WASHINGTON (AFP) — Hundreds of United States government websites were offline on Monday, an Agence France-Presse review showed.
From a list of nearly 1,400 federal sites provided by the Cybersecurity and Infrastructure Security Agency, more than 350 were unavailable on Monday afternoon, including that of the humanitarian agency USAID which President Donald Trump’s administration is shutting down.
The inaccessible sites were linked to the departments of defense, commerce, energy, transportation, labor as well the Central Intelligence Agency and the Supreme Court, the review showed.
The exact time when the sites became unavailable was not clear. Nor was it known whether the sites were temporarily offline or taken down at the instruction of Trump’s administration.
But the development comes amid the administration’s controversial drive to radically shrink the US government.
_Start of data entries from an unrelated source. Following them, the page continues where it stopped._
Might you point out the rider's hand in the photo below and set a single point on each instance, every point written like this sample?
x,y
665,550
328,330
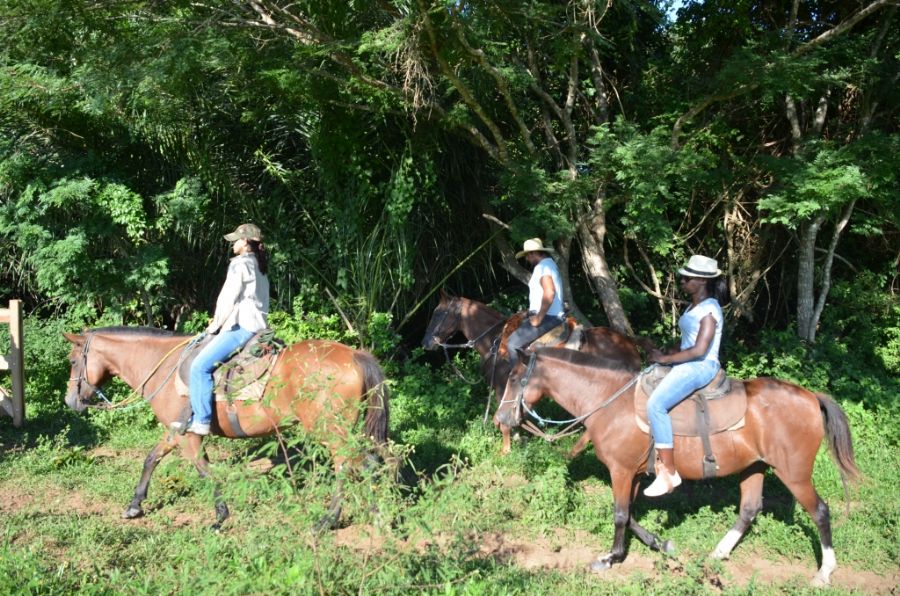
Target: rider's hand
x,y
655,356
Elon Musk, the Tesla and SpaceX chief executive and the world’s richest person, is leading Trump’s federal cost-cutting efforts under the so-called Department of Government Efficiency.
On Monday, Musk said USAID will be shuttered, calling the agency which runs relief programs in about 120 countries a “criminal organization.”
USAID’s website was offline as employees were instructed by email not to go to their offices on Monday.
A slew of US government websites, including top public health agencies, have also scrubbed references to LGBTQ after a Trump directive last week instructing them to terminate all programs funded by taxpayers that promote “gender ideology,” US media reported.
Trump has already issued executive orders banning diversity, equity and inclusion in the government.
Key information and datasets related to HIV and LGBTQ youth have also disappeared from the website of the US Centers for Disease Control and Prevention, alarming health experts.